Young Lady, we have to talk. I’ve been good to you over the years, have I not? But ask yourself the same thing—have you been good to me? The answer? Sadly, no.

For the first part of my employment, you were great to work for. I got stuff like Campbell ’s soup, pizza, and ice cream. Once in a while you’d make me work by throwing in a little Children’s Tylenol, but I could handle that. Then you went to college.

Kegs & Eggs, drinking games, frat parties, spring breaks, quarter drafts night (luckily for me, you live in Boston, where there is no such thing as quarter drafts night). The point is that you abuse me. Don’t federal labor laws state that employers are required to give a half hour break for every eight hours of work? Where was my break over Springfest? And what about coughing up some overtime pay?

You haven’t caught on that when someone says, “I bet you can’t chug faster than me,” it’s not because they think you can’t chug, it’s because they want to see you do it. And what about those nights out with the “SoCo Girls?” You’re lucky I didn’t force that Southern Comfort back up north and out your mouth.

Flip cup—fun for you, hell for me. Yeah, your team was the reigning champion eight times in a row, and I understand that this made you happy. You couldn’t have just basked in your glory though…you had to play several more rounds.

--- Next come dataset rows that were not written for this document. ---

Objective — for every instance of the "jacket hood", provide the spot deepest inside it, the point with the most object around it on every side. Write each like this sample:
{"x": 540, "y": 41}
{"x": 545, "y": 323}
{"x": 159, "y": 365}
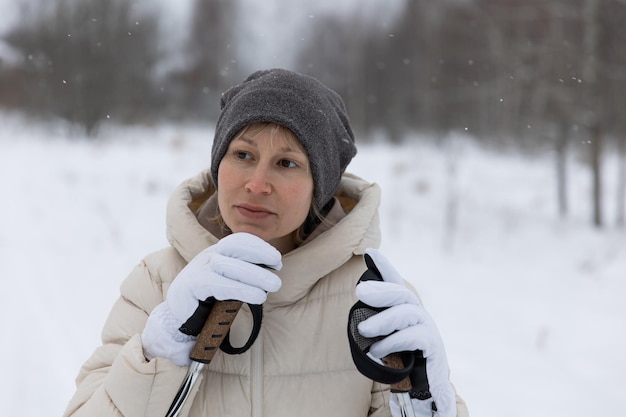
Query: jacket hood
{"x": 303, "y": 266}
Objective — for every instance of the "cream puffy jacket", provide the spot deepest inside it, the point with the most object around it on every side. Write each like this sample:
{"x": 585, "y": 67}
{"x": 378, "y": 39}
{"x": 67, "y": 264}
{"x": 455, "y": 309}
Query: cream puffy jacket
{"x": 300, "y": 364}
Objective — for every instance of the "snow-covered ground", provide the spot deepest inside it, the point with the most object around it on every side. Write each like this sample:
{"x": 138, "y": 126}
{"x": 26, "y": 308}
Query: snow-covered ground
{"x": 531, "y": 307}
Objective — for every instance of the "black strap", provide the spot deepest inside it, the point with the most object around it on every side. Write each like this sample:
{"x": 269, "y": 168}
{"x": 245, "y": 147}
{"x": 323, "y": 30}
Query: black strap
{"x": 359, "y": 347}
{"x": 257, "y": 317}
{"x": 414, "y": 362}
{"x": 194, "y": 325}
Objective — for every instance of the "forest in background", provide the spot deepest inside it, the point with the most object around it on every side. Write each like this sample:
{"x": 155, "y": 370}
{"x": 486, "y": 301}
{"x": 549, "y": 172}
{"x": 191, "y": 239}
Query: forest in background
{"x": 529, "y": 75}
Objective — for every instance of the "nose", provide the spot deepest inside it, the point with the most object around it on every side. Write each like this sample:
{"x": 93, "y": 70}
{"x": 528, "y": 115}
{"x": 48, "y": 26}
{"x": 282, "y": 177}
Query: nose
{"x": 258, "y": 183}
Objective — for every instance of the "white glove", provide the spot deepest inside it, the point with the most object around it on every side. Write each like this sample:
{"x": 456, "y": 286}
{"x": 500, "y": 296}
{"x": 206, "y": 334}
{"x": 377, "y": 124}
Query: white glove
{"x": 408, "y": 327}
{"x": 232, "y": 269}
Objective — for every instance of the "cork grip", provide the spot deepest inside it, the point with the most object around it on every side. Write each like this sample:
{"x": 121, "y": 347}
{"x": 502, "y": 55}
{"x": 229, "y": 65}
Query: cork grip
{"x": 214, "y": 330}
{"x": 395, "y": 361}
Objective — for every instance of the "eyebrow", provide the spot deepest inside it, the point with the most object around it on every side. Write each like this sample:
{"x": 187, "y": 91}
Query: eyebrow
{"x": 253, "y": 143}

You tried to justify this using feminism, claiming that no one should have underestimated an all-girl Flip Cup team. But I still hate you.

And then there’s Canada . I know you think that our neighbors to the north produce the world’s finest cheap lager, but Labatt and Molson (and at some locations, even Moosehead!) are sold in the United States, meaning that there is absolutely no reason that anyone 21 or over should be traveling to another country for the sole purpose of drinking.

Sure—dancing on tables and standing around in circles incoherently shouting the lyrics to “Sweet Caroline” and “Livin’ on a Prayer” is fun and acceptable now, but after this year, you can’t do that stuff anymore. Well, you could, but not without losing every trace of respect you ever earned. 

You college kids are in transition. You work, you study, you pay rent, and you’re independent from your parents, but society still allows you the right to act like childish idiots whenever you’re in close proximity to a beer ball. Have you ever seen anyone funnel a beer or do a keg stand at an office party? I didn’t think so. You know why? Because upon graduation, people are officially considered to be grown-ups. 

Every office has That Guy—you know, the one who drinks too much at the Christmas party and starts telling dirty jokes, eventually puking in a potted plant before his colleagues wrestle his keys away and call him a cab—but do you really want to be That Guy? 

Sweetie, I know you. You always complain about “wanting to get this crap over with and finally have a real job,” but honey, by the time you’re 30, you’ll be longing for the days when you lived with five other people and invited 200 strangers into your home every weekend to drink cheap beer out of plastic cups. Don’t even think about pulling an “Old School” though.

Since you only have a short time left as an undergrad, I’m offering you the opportunity to make a pact with me—live it up until graduation, but after that, know your role, grow up, and give me a friggin’ break! Too many people’s livers never make this offer—these people keep acting like idiots and drinking like it’s going out of style. You know what happens? Those livers start failing. So spread the word to your classmates—it’s OK to act like a reject and destroy your body if you’re in college, but once you get a real job, it’s time to settle down (at least in terms of partying) and start behaving like the rest of productive adult society. With that, I advise you to give my offer some serious consideration.

On a final note, I will uphold my end of the offer on a conditional basis. Remember your post-LSAT celebration (if you don’t, ask any one of the people you asked 15 or more times if they had any tattoos)? Do you recall going from wine to beer, then to gin, and back to beer? One more stunt like that, and the deal is off and I quit.